Figure 1. Evaluation of the animal model. (A) Body weight following an injection of STZ in the control and treatment groups. (B) Glucose tolerance test results in the two groups at 18 w. (C) Fasting serum insulin level in the two groups at 18 w. (D) Serum VF levels in the two groups at 18 w. (E) Immunohistochemical staining of VF in the colon muscle layers in the two groups at 8 w. Left panel: Representative image; right panel: Quantitative analysis. Low magnification, 200×, scale bar = 100 μm; high magnification, 400×, scale bar = 50 μm. *P < 0.05, **P < 0.01, ***P < 0.001, control group n = 10, T2DM group n = 8.
Colonic motility dysfunction of T2DM rats
Compared with the controls, the distal colon ejection response time was increased in the T2DM rats. (P < 0.01, Figure 2A). Muscle strip contractility assays showed that ACh (10−4 mol/L) increased the tension of distal colonic strips in both the normal and T2DM rats. The maximum contractile tension was increased about twice under the treatment of glibenclamide in the normal group, while it increased to about 5 fold in the T2DM group (P < 0.01, Figure 2B). Western blotting demonstrated that MLC phosphorylation, which is a prerequisite for smooth muscle contraction, was decreased significantly in colonic muscle tissues of T2DM rats (P < 0.05, Figure 2C). All these results indicated colonic motility dysfunction in T2DM rats.

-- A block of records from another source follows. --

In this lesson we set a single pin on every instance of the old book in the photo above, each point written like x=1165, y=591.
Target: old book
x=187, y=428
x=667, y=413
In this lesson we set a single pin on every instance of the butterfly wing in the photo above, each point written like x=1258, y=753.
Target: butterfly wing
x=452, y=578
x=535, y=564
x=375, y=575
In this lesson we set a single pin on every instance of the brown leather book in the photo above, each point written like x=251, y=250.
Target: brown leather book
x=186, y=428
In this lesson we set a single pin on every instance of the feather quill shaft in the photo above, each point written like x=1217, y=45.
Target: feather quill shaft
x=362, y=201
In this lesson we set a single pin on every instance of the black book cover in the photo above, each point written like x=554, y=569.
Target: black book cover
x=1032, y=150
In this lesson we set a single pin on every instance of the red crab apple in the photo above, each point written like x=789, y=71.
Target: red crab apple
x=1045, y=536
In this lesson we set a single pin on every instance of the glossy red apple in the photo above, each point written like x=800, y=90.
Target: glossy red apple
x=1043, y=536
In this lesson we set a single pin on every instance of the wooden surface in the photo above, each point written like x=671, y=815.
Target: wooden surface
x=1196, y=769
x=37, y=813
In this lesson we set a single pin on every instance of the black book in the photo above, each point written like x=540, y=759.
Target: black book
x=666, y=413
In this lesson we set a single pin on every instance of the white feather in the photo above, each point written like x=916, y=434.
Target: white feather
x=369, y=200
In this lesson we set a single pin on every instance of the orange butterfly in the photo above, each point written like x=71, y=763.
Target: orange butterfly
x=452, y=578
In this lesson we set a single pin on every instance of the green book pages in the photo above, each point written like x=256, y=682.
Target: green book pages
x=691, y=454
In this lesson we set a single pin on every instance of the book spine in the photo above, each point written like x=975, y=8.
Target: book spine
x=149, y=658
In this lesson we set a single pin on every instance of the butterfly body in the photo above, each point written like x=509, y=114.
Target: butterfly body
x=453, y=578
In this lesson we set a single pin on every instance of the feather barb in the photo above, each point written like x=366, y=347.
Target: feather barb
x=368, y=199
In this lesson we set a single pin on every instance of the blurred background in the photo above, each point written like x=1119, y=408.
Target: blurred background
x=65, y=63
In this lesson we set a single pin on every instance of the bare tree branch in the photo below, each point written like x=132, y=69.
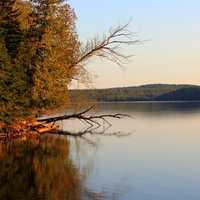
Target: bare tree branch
x=109, y=46
x=92, y=120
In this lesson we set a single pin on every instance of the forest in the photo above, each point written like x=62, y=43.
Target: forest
x=153, y=92
x=40, y=55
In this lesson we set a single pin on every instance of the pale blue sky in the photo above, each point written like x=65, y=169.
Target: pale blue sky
x=172, y=27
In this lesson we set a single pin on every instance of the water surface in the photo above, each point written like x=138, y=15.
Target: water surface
x=153, y=155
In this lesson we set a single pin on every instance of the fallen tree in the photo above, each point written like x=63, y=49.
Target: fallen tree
x=34, y=127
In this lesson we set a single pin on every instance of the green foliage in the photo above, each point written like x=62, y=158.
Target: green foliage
x=154, y=92
x=38, y=49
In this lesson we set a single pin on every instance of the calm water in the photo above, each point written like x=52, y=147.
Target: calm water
x=155, y=155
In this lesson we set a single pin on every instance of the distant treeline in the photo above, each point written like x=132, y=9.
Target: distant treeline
x=154, y=92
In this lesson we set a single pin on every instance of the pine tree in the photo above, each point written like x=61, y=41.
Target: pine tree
x=9, y=27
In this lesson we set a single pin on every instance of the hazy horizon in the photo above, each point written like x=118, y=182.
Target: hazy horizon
x=170, y=54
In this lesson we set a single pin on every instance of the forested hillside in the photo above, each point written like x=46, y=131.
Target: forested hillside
x=154, y=92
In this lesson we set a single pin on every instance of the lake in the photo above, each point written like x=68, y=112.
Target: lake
x=152, y=155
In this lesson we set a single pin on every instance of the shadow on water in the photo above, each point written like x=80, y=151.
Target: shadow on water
x=152, y=108
x=43, y=170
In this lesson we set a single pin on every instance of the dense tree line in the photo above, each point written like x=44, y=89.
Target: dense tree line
x=153, y=92
x=40, y=54
x=38, y=44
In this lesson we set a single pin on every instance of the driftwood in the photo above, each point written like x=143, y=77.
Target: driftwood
x=33, y=128
x=92, y=120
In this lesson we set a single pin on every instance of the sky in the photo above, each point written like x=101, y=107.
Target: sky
x=170, y=30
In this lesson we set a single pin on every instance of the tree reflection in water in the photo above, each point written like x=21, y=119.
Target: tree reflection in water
x=40, y=170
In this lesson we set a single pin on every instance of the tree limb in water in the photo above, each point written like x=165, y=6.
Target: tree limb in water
x=92, y=120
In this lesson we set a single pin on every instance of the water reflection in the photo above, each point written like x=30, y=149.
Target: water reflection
x=40, y=170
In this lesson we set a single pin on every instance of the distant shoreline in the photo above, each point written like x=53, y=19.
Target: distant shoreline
x=145, y=93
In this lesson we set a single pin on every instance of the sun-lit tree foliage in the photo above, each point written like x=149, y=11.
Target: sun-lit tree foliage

Figure 2. Colonic motility dysfunction of T2DM rats. (A) Distal colonic transit time at 8 w following an injection of STZ in the diabetic and control groups. (B) Distal colonic strips of diabetic and control rats were treated with vehicle (DMSO) or glibenclamide (10 μM). Quantification of maximum contractile force of a circular muscle strip stimulated by 10−4 mol/L ACh. (C) Western blotting analysis of the phosphorylation of MLC in the colon muscle layers. Relative expression was normalized to that of GAPDH. Left panel: Representative image; right panel: Quantitative analysis from three independent experiments. *P < 0.05, **P < 0.01, ***P < 0.001, control group n = 10, T2DM group n = 8.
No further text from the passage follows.